The python threading documentation states that \"...threading is still an appropriate model if you want to run multiple I/O-bound tasks simultaneously\", apparently because
The GIL in CPython1 is only concerned with Python code being executed. A thread-safe C extension that uses a lot of CPU might release the GIL as long as it doesn't need to interact with the Python runtime.
As soon as the C code needs to 'talk' to Python (read: call back into the Python runtime) then it needs to acquire the GIL again - that is, the GIL is to establish protection/atomic behavior for the "interpreter" (and I use the term loosely) and is not to prevent native/non-Python code from running concurrently.
Releasing the GIL around I/O (blocking or not, using CPU or not) is the same thing - until the data is moved into Python there is no reason to acquire the GIL.

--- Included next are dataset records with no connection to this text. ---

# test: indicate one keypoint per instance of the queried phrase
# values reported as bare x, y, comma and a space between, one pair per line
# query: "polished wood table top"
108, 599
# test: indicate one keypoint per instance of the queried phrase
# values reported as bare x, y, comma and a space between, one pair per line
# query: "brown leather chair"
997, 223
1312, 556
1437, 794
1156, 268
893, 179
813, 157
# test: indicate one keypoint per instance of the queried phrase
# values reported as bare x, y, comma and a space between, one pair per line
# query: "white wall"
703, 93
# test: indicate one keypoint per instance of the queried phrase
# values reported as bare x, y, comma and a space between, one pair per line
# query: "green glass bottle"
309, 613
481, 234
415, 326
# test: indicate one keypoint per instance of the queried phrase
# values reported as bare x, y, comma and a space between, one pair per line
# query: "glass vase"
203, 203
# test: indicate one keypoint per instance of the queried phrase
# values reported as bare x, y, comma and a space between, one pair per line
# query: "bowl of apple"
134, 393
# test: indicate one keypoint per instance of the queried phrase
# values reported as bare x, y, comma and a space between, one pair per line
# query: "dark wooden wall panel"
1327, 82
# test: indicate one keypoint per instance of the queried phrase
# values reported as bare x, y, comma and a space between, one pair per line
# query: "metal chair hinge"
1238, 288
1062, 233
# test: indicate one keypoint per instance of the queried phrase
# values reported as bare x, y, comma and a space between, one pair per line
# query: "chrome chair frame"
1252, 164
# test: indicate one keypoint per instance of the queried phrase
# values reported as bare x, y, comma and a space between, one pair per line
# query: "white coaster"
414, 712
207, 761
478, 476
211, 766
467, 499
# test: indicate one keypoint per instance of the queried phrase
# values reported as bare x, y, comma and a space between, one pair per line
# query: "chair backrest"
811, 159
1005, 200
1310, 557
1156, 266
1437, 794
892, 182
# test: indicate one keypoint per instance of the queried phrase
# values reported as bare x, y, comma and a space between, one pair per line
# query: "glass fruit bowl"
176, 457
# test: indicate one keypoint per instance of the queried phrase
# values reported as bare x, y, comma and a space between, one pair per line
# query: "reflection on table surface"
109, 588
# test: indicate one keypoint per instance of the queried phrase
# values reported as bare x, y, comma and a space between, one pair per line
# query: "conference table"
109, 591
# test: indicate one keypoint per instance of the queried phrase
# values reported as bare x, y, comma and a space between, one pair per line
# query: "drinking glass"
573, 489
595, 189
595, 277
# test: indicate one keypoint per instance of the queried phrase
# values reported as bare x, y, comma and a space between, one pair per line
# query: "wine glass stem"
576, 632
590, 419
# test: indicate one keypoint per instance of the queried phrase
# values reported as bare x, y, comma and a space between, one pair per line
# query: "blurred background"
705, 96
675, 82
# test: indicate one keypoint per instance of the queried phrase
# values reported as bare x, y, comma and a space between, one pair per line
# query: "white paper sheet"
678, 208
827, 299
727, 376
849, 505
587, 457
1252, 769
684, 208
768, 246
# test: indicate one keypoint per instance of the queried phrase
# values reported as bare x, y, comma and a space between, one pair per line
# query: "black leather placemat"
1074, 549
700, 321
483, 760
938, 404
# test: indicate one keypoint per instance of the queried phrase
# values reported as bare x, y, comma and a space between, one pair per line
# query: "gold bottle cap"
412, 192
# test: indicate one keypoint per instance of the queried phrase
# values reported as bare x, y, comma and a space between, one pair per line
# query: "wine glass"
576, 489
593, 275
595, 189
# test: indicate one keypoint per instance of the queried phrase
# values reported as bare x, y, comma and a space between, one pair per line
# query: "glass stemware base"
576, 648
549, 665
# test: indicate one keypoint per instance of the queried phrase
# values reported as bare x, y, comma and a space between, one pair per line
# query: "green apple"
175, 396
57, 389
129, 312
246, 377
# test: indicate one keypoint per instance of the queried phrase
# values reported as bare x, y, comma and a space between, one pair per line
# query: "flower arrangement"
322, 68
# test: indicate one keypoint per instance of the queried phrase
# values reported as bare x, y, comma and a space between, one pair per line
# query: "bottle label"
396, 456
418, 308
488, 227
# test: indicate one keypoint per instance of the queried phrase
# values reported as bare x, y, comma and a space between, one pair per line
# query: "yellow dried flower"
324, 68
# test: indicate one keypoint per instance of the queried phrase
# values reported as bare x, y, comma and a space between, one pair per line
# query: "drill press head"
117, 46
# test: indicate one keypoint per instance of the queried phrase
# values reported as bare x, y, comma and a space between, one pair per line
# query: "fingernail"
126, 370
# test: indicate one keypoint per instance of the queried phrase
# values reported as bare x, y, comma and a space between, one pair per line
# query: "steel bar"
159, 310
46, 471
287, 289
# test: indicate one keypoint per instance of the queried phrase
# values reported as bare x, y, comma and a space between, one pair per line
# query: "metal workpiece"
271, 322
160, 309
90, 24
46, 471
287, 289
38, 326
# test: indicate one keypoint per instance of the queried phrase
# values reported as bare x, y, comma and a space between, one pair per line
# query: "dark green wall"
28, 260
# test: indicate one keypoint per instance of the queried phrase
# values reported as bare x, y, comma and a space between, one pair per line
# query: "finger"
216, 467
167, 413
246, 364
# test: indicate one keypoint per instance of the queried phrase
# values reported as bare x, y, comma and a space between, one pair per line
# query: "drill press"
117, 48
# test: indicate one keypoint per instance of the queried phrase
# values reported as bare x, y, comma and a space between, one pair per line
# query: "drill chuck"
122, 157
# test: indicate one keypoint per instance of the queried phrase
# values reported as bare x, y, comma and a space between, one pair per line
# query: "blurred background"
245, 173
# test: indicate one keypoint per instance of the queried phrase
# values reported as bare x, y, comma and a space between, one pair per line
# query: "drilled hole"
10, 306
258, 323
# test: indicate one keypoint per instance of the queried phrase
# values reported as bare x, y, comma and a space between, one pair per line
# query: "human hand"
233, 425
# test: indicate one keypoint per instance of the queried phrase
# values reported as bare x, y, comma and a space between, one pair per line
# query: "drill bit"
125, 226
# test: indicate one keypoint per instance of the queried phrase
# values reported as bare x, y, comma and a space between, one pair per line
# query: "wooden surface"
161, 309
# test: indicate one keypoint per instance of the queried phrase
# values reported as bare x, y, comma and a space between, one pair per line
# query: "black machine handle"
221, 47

1 The GIL is controversial because it prevents multithreaded CPython programs from taking full advantage of multiprocessor systems in certain situations. Note that potentially blocking or long-running operations, such as I/O, image processing, and NumPy number crunching, happen outside the GIL. Therefore it is only in multithreaded programs that spend a lot of time inside the GIL, interpreting CPython bytecode, that the GIL becomes a bottleneck.
All of Python's blocking I/O primitives release the GIL while waiting for the I/O block to resolve -- it's as simple as that! They will of course need to acquire the GIL again before going on to execute further Python code, but for the long-in-terms-of-machine-cycles intervals in which they're just waiting for some I/O syscall, they don't need the GIL, so they don't hold on to it!